Eddie Boros’ Tower of ToysEddie Boros’ Tower of Toys grew and stood for a few decades on 6th and B. It was taken down in May 2008, a year after its creator’s passing. At my first encounter with the tower, the garden was closed. It was a cloudy day. It drizzled. The tower stopped me in my tracks. I lingered to take it in, looking through the bars of the fence. As a recent art school graduate, the Tower of Toys mesmerized me. It both honored and defied design theory. The structure was showing honesty in how it was built, starting on a broad base, tapering towards the welkin of this skyscraper city. It showed clarity in how it was created. If there is a comparison worth making with an architect-built structure it might be San Francisco’s Transamerica Pyramid, while in the realm of outsider architecture the structure has evoked Simon Rodia’s Watts towers for many. Eddie Boros defied what I learned in design theory in his construction and connection details. Although his tower looked and stood like a tall structure, its details did neither suggest that it should, nor assure its stability or longevity, where Rodia’s creation does. But Boros wasn’t a designer or architect in that schoolish way. He built from passion, with intuition, using that rough-n-tumble New York grit as the tower’s backbone and his own longevity as mortar. How cool is that

A photo album:

http://www.flickr.com/photos/jschumacher/sets/72157605010716901/show/with/2485379258/

An elegy: http://nymag.com/news/intelligencer/47237/

Taking it down: http://www.youtube.com/watch?v=gBY0Vk6wyrU

2 thoughts on “Jerry-built: No longer culminant”

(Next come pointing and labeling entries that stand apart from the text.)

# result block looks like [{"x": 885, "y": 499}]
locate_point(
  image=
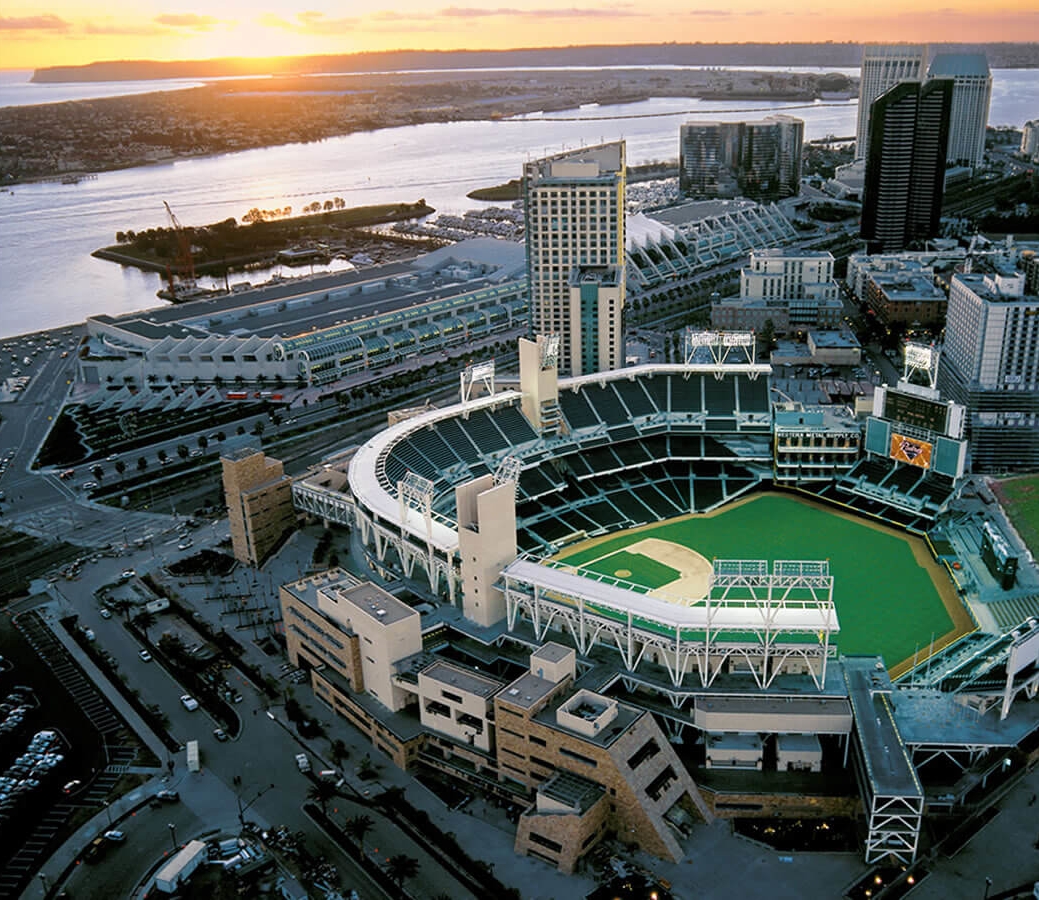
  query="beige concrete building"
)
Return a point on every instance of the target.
[
  {"x": 355, "y": 630},
  {"x": 259, "y": 498},
  {"x": 459, "y": 704},
  {"x": 486, "y": 544}
]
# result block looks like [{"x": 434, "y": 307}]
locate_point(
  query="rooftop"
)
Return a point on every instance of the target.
[
  {"x": 527, "y": 690},
  {"x": 951, "y": 64},
  {"x": 573, "y": 790},
  {"x": 462, "y": 679},
  {"x": 373, "y": 601}
]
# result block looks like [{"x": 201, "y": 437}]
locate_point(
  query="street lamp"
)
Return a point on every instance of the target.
[{"x": 241, "y": 809}]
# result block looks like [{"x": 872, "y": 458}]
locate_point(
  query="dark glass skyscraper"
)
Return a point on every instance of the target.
[
  {"x": 905, "y": 165},
  {"x": 761, "y": 160}
]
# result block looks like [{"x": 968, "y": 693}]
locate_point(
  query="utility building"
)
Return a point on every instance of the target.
[
  {"x": 259, "y": 498},
  {"x": 905, "y": 167},
  {"x": 575, "y": 207}
]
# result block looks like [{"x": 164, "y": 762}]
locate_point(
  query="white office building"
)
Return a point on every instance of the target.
[
  {"x": 971, "y": 95},
  {"x": 990, "y": 364},
  {"x": 575, "y": 207},
  {"x": 883, "y": 67}
]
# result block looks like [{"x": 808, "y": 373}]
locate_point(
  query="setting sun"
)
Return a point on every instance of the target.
[{"x": 72, "y": 32}]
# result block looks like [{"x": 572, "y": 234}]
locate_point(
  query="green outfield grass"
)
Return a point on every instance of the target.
[
  {"x": 886, "y": 602},
  {"x": 644, "y": 570}
]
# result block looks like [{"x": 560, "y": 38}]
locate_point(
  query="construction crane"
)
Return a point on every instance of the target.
[{"x": 183, "y": 264}]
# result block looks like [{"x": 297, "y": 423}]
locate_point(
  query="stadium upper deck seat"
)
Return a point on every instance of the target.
[
  {"x": 576, "y": 409},
  {"x": 753, "y": 394},
  {"x": 483, "y": 432},
  {"x": 634, "y": 398},
  {"x": 686, "y": 394},
  {"x": 432, "y": 447},
  {"x": 657, "y": 389},
  {"x": 607, "y": 403},
  {"x": 456, "y": 438},
  {"x": 719, "y": 396},
  {"x": 513, "y": 425}
]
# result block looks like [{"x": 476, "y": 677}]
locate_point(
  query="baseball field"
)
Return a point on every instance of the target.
[{"x": 891, "y": 598}]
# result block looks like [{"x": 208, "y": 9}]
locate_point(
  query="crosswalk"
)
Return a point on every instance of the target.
[
  {"x": 88, "y": 526},
  {"x": 51, "y": 828}
]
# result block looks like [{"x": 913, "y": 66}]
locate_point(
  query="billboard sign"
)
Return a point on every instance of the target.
[
  {"x": 910, "y": 450},
  {"x": 918, "y": 355}
]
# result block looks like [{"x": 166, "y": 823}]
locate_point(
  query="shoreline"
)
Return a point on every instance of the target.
[{"x": 221, "y": 115}]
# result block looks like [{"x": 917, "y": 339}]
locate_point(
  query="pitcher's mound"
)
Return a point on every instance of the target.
[{"x": 695, "y": 568}]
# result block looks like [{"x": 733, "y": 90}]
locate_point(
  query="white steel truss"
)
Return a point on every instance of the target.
[
  {"x": 751, "y": 618},
  {"x": 894, "y": 830},
  {"x": 330, "y": 505}
]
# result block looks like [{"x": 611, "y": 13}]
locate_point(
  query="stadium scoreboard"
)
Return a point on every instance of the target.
[{"x": 932, "y": 415}]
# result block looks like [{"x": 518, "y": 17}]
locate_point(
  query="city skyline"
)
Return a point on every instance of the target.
[{"x": 72, "y": 32}]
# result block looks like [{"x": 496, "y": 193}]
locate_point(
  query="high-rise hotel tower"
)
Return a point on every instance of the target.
[
  {"x": 971, "y": 95},
  {"x": 905, "y": 165},
  {"x": 575, "y": 208},
  {"x": 883, "y": 67}
]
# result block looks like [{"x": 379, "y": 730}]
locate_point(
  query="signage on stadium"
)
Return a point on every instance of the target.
[
  {"x": 482, "y": 370},
  {"x": 910, "y": 450},
  {"x": 918, "y": 355}
]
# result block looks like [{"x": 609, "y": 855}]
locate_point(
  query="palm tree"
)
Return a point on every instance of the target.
[
  {"x": 144, "y": 620},
  {"x": 357, "y": 827},
  {"x": 339, "y": 750},
  {"x": 321, "y": 793},
  {"x": 401, "y": 867}
]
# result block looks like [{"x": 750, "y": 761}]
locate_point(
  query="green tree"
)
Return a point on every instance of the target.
[
  {"x": 339, "y": 751},
  {"x": 402, "y": 867},
  {"x": 144, "y": 620},
  {"x": 123, "y": 605},
  {"x": 321, "y": 793},
  {"x": 357, "y": 827}
]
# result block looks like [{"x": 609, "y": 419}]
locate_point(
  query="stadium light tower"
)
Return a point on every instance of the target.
[
  {"x": 718, "y": 345},
  {"x": 477, "y": 373},
  {"x": 922, "y": 359}
]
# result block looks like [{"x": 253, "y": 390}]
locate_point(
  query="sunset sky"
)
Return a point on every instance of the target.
[{"x": 34, "y": 33}]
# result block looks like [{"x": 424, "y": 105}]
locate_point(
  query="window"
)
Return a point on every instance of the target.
[
  {"x": 581, "y": 759},
  {"x": 555, "y": 846}
]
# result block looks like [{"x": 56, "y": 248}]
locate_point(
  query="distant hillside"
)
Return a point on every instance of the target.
[{"x": 835, "y": 55}]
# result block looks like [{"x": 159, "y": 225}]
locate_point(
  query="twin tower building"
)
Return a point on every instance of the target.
[{"x": 915, "y": 122}]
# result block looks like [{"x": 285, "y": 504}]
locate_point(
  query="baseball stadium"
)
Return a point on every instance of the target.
[{"x": 780, "y": 589}]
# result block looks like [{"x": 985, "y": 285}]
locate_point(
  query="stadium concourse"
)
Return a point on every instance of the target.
[{"x": 523, "y": 525}]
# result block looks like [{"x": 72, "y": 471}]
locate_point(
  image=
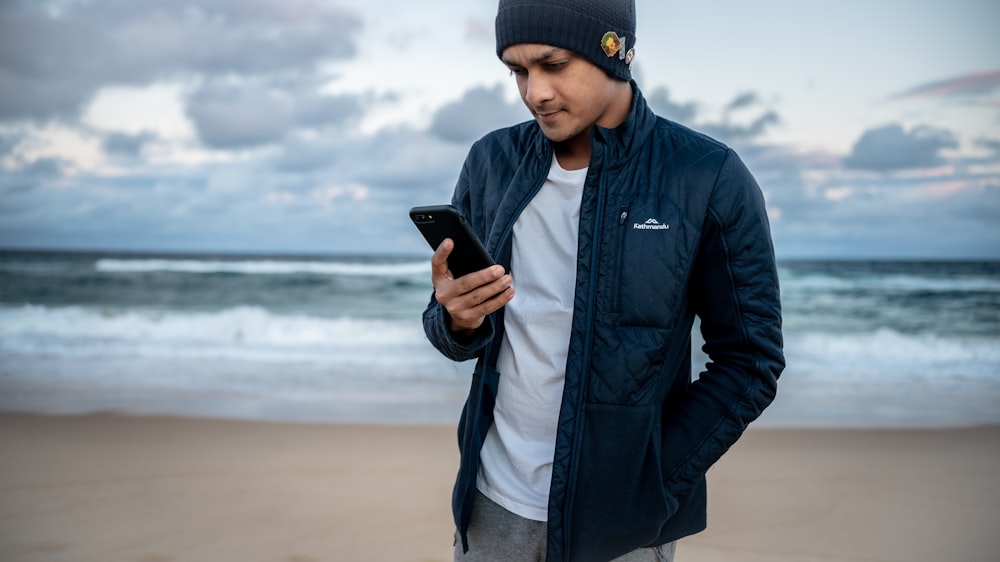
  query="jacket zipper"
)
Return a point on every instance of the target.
[
  {"x": 615, "y": 285},
  {"x": 584, "y": 375}
]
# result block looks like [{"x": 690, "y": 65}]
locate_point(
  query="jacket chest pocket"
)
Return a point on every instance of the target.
[{"x": 646, "y": 249}]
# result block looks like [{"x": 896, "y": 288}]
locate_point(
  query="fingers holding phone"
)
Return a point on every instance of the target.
[{"x": 469, "y": 299}]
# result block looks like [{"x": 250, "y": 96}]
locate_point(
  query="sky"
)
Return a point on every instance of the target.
[{"x": 312, "y": 126}]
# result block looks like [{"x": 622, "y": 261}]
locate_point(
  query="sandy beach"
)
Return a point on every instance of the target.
[{"x": 111, "y": 488}]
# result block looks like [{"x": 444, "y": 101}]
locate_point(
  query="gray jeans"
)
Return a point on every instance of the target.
[{"x": 496, "y": 535}]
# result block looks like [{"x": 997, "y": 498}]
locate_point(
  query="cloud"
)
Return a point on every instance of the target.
[
  {"x": 479, "y": 111},
  {"x": 661, "y": 104},
  {"x": 124, "y": 144},
  {"x": 744, "y": 100},
  {"x": 980, "y": 83},
  {"x": 242, "y": 115},
  {"x": 53, "y": 62},
  {"x": 891, "y": 148}
]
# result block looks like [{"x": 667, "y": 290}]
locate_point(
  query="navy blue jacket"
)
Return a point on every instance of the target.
[{"x": 672, "y": 226}]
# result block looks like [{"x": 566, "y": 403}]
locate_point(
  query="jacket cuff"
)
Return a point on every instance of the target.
[{"x": 457, "y": 349}]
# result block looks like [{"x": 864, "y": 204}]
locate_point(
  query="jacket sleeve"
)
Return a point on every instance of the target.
[
  {"x": 734, "y": 291},
  {"x": 435, "y": 317}
]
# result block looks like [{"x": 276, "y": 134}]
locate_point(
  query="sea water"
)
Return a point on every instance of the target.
[{"x": 340, "y": 339}]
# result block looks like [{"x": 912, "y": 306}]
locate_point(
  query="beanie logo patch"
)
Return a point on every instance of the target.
[{"x": 612, "y": 44}]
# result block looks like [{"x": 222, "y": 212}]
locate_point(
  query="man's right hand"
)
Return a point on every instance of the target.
[{"x": 470, "y": 298}]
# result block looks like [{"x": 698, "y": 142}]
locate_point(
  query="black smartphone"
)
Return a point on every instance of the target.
[{"x": 437, "y": 222}]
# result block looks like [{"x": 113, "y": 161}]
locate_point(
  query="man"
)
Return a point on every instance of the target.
[{"x": 583, "y": 437}]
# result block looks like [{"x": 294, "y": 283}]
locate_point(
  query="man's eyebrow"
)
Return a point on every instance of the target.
[{"x": 542, "y": 57}]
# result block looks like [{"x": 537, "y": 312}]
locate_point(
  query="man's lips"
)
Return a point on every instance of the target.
[{"x": 547, "y": 114}]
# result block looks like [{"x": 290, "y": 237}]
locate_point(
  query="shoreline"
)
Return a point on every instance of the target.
[{"x": 120, "y": 487}]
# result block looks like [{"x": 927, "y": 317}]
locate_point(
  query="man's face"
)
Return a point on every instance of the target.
[{"x": 565, "y": 93}]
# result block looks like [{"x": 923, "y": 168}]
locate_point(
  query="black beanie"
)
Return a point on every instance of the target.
[{"x": 601, "y": 31}]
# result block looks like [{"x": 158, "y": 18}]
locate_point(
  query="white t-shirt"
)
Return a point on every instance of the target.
[{"x": 516, "y": 459}]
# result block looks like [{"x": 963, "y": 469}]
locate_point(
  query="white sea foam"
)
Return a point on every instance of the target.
[
  {"x": 242, "y": 332},
  {"x": 263, "y": 267},
  {"x": 819, "y": 282}
]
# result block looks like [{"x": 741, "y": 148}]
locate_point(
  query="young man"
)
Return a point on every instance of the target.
[{"x": 583, "y": 436}]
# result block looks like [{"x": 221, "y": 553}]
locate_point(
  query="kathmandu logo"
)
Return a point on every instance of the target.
[{"x": 651, "y": 224}]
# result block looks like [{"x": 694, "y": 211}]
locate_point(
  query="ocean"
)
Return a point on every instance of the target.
[{"x": 869, "y": 344}]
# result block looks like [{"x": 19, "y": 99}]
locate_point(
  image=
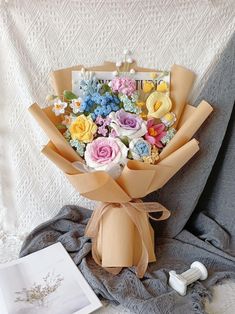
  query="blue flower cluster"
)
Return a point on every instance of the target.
[
  {"x": 142, "y": 148},
  {"x": 130, "y": 104},
  {"x": 100, "y": 105}
]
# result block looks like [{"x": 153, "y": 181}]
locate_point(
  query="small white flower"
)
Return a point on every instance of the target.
[
  {"x": 126, "y": 52},
  {"x": 75, "y": 104},
  {"x": 118, "y": 63},
  {"x": 59, "y": 107}
]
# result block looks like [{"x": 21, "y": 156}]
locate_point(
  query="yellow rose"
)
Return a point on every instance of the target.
[
  {"x": 83, "y": 129},
  {"x": 158, "y": 104},
  {"x": 147, "y": 86}
]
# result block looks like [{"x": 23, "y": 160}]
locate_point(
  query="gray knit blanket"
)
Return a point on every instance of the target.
[{"x": 202, "y": 226}]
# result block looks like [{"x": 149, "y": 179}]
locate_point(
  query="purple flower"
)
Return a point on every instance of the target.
[{"x": 127, "y": 124}]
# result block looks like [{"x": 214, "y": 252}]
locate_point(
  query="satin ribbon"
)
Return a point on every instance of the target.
[{"x": 132, "y": 209}]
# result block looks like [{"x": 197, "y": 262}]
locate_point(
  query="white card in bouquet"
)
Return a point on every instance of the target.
[
  {"x": 105, "y": 77},
  {"x": 45, "y": 282}
]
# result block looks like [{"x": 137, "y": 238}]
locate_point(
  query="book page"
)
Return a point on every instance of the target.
[{"x": 45, "y": 282}]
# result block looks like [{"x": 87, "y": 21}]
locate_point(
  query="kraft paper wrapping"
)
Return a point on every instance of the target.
[
  {"x": 137, "y": 179},
  {"x": 128, "y": 253}
]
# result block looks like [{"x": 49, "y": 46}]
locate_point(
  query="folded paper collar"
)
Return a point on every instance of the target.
[{"x": 132, "y": 208}]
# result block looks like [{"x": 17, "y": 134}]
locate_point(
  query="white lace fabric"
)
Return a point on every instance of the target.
[{"x": 37, "y": 37}]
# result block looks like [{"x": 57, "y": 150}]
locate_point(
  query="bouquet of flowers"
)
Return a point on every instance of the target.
[{"x": 120, "y": 134}]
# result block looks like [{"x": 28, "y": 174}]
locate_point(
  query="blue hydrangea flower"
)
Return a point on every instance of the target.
[
  {"x": 79, "y": 146},
  {"x": 130, "y": 104},
  {"x": 139, "y": 148},
  {"x": 100, "y": 105},
  {"x": 169, "y": 135}
]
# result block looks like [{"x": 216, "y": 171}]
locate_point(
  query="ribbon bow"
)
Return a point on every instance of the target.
[{"x": 133, "y": 209}]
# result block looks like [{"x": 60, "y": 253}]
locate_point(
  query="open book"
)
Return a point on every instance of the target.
[{"x": 45, "y": 282}]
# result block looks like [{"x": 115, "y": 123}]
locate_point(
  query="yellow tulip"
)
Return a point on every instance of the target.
[
  {"x": 158, "y": 104},
  {"x": 147, "y": 86},
  {"x": 83, "y": 129},
  {"x": 162, "y": 87}
]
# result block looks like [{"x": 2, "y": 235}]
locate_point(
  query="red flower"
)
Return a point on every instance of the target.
[{"x": 155, "y": 133}]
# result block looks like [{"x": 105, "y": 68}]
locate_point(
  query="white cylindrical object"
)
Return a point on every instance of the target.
[
  {"x": 191, "y": 275},
  {"x": 179, "y": 282}
]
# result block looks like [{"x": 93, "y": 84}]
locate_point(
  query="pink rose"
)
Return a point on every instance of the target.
[{"x": 104, "y": 153}]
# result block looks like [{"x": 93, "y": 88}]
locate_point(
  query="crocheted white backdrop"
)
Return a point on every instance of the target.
[{"x": 39, "y": 36}]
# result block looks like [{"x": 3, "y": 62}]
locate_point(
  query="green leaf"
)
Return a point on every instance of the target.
[{"x": 69, "y": 95}]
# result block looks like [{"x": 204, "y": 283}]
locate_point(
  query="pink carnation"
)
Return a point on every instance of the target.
[
  {"x": 123, "y": 85},
  {"x": 155, "y": 133}
]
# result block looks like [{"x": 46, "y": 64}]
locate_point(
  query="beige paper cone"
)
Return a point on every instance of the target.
[{"x": 123, "y": 248}]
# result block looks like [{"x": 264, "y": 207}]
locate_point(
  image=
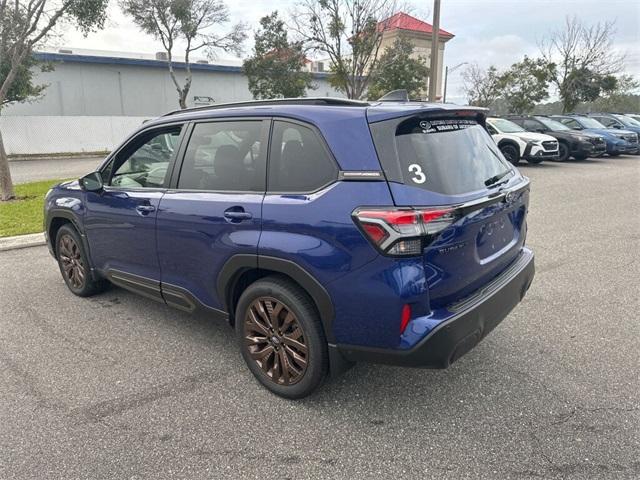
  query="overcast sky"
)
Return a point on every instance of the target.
[{"x": 490, "y": 32}]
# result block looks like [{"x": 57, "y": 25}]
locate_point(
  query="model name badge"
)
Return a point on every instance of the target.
[{"x": 452, "y": 248}]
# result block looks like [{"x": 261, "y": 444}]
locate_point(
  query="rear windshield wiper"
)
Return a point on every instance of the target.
[{"x": 495, "y": 180}]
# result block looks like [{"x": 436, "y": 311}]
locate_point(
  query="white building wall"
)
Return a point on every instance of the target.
[
  {"x": 98, "y": 89},
  {"x": 90, "y": 107},
  {"x": 39, "y": 135}
]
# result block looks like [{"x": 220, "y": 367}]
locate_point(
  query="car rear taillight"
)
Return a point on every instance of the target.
[{"x": 403, "y": 231}]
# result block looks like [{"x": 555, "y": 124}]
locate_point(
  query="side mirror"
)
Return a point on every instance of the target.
[{"x": 92, "y": 182}]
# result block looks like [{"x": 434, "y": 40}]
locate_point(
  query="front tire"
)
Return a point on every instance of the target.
[
  {"x": 563, "y": 152},
  {"x": 74, "y": 264},
  {"x": 281, "y": 337}
]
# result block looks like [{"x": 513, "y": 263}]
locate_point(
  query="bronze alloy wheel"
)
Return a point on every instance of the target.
[
  {"x": 71, "y": 261},
  {"x": 275, "y": 341}
]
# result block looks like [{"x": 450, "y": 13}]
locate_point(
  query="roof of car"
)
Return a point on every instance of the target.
[{"x": 311, "y": 109}]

  1. I first saw this amazing edifice in the darkness, creeping through the jungle that is, thankfully, still thriving in Manhattan’s 6th and B garden. I was there to watch vertiginous and verdant late night cine poems, and sometimes it was helpful to pull my eyes from the screen in a dizzy whirl. There in the sky, as if to tickle the moon, was Eddie’s culminant work. It was daunting, scary, such a mess and such a delight.